PRD-006: OpenAI Provider Integration

  • Status: ✅ Implemented (v2.4.0)
  • Related RFCs: RFC-013, RFC-017, RFC-021, RFC-022, RFC-029

Summary

Add OpenAI API as an optional provider for speaker detection (NER), transcription, and summarization capabilities, enabling users to choose between local on-device processing and cloud-based API services.

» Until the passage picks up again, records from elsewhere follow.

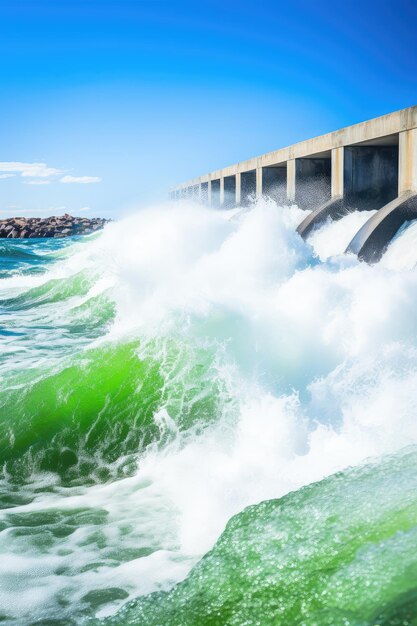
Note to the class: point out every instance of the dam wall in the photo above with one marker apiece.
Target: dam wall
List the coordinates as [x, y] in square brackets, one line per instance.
[367, 166]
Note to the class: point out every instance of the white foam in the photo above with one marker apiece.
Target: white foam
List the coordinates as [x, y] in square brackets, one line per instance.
[319, 358]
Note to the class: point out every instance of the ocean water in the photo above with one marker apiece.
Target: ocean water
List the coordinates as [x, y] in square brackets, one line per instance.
[205, 420]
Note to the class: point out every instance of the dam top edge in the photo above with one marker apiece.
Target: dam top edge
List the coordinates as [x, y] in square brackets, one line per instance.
[375, 128]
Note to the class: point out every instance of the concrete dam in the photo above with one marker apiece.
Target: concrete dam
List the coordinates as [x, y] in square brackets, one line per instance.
[368, 166]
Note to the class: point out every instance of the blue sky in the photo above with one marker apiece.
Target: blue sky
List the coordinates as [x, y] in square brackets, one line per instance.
[122, 99]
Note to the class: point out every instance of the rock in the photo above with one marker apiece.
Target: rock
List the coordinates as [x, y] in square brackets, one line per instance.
[54, 226]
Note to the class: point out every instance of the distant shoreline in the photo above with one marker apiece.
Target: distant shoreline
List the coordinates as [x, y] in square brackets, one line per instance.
[49, 227]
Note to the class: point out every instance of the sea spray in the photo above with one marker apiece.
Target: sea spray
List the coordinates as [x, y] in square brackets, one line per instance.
[163, 376]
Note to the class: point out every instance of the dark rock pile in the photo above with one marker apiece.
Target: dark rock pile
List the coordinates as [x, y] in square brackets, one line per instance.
[62, 226]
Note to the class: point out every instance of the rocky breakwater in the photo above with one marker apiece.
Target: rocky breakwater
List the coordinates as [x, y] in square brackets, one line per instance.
[62, 226]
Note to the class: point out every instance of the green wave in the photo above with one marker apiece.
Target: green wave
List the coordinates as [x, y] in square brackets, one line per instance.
[339, 552]
[54, 290]
[84, 420]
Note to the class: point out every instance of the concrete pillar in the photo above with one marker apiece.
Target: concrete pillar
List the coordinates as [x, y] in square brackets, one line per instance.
[291, 179]
[259, 182]
[238, 188]
[407, 161]
[337, 172]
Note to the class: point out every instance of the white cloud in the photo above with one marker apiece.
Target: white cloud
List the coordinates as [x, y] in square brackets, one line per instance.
[83, 180]
[35, 170]
[41, 173]
[37, 182]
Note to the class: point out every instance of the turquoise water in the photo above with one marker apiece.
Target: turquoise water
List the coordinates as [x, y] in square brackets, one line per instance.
[206, 420]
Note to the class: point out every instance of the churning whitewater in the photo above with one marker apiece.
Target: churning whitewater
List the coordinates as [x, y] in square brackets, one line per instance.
[205, 420]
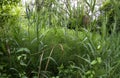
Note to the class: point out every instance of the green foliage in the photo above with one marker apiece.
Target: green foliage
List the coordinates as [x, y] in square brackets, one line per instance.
[110, 9]
[41, 46]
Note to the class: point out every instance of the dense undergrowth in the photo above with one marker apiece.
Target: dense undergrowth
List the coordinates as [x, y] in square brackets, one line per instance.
[40, 44]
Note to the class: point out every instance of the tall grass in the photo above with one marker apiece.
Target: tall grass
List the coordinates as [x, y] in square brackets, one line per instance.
[49, 49]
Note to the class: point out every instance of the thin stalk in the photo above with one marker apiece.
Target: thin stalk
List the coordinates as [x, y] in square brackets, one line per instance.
[49, 59]
[40, 64]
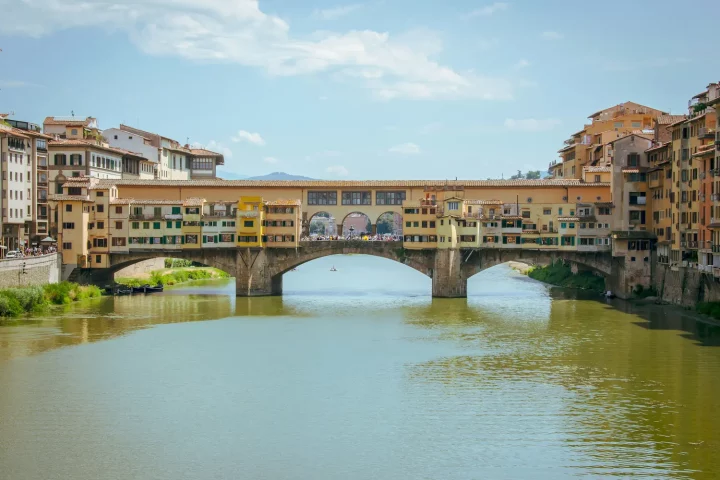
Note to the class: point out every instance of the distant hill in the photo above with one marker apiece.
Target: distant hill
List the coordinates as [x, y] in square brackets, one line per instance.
[280, 176]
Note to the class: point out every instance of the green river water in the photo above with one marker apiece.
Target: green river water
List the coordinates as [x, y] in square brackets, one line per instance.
[359, 374]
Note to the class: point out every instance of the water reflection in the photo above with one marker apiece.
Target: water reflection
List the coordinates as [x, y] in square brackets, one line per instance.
[517, 381]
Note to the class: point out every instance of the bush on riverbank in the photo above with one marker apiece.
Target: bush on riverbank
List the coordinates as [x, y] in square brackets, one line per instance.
[17, 301]
[561, 275]
[711, 309]
[174, 277]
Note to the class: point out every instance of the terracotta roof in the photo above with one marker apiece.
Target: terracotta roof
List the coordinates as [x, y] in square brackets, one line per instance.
[79, 198]
[155, 202]
[203, 151]
[300, 184]
[484, 202]
[193, 202]
[670, 119]
[52, 121]
[283, 202]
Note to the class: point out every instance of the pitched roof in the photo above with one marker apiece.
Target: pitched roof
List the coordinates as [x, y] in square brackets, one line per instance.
[63, 142]
[670, 119]
[55, 121]
[300, 184]
[193, 202]
[78, 198]
[283, 202]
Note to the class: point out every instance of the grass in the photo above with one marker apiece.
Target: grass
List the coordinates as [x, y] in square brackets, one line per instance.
[174, 276]
[18, 301]
[561, 275]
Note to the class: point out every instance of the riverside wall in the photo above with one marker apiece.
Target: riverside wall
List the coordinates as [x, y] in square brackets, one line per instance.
[28, 271]
[685, 286]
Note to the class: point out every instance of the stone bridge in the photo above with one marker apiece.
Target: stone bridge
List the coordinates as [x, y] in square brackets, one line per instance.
[260, 271]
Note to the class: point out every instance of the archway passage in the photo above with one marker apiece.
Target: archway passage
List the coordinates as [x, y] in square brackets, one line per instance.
[322, 224]
[357, 224]
[390, 223]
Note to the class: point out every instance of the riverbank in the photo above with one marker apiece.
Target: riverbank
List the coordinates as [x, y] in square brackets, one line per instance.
[173, 276]
[18, 301]
[561, 275]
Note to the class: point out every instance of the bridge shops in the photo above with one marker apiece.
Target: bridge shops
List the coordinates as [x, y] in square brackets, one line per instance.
[101, 224]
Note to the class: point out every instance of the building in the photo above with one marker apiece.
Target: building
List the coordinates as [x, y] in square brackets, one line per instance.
[167, 158]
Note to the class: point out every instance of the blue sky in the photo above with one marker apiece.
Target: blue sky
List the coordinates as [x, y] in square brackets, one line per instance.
[381, 89]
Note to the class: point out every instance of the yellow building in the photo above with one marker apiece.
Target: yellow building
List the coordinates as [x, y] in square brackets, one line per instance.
[251, 216]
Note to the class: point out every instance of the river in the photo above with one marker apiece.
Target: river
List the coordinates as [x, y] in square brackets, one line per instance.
[359, 374]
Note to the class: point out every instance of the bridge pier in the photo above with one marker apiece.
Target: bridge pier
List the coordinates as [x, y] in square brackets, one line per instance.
[448, 278]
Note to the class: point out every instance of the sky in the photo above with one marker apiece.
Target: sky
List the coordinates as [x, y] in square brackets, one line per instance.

This builds on the modularization refactoring (RFC-021) to provide seamless provider switching without changing end-user experience or workflow behavior.

Background & Context

Currently, the podcast scraper uses on-device AI/ML models:

  • Speaker Detection: spaCy NER models running locally
  • Transcription: OpenAI Whisper models running locally
  • Summarization: Hugging Face transformer models (BART, LED) running locally

While on-device processing provides privacy and predictable costs, some users may prefer:

  • Higher accuracy: OpenAI's models may provide better results for speaker detection and summarization
  • Reduced resource usage: Offload processing to cloud, reducing on-device CPU/GPU/memory requirements
  • Faster processing: API-based transcription can be faster than local Whisper for some users
  • Better quality: OpenAI's GPT models may produce higher-quality summaries than local transformers

This PRD addresses the need to add OpenAI as a provider option while maintaining backward compatibility and zero changes to end-user experience when using default (local) providers.

Goals

  • Add OpenAI API as provider option for speaker detection, transcription, and summarization
  • Maintain 100% backward compatibility - no changes to existing behavior with default (local) providers
  • Provide secure API key management via environment variables and .env files (never in source code)
  • Use python-dotenv for convenient environment variable management per environment
  • Enable per-capability provider selection (can mix local and OpenAI providers)
  • Maintain existing parallelism and performance characteristics where applicable
  • Support both development and production environments for API key storage

OpenAI Model Selection and Cost Analysis

Configuration Fields

Add to config.py when implementing OpenAI providers:

# OpenAI Model Selection

openai_speaker_model: str = Field(
    default="gpt-4o-mini",
    description="OpenAI model for speaker detection (entity extraction)"
)

openai_summary_model: str = Field(
    default="gpt-4o-mini",
    description="OpenAI model for summarization"
)

openai_transcription_model: str = Field(
    default="whisper-1",
    description="OpenAI Whisper API model version"
)

# OpenAI API Configuration

openai_api_key: Optional[str] = Field(
    default=None,
    description="OpenAI API key (prefer OPENAI_API_KEY environment variable or .env file)"
)

openai_temperature: float = Field(
    default=0.3,
    ge=0.0,
    le=2.0,
    description="Temperature for OpenAI generation (0.0-2.0, lower = more deterministic)"
)

openai_max_tokens: Optional[int] = Field(
    default=None,
    description="Max tokens for OpenAI generation (None = model default)"
)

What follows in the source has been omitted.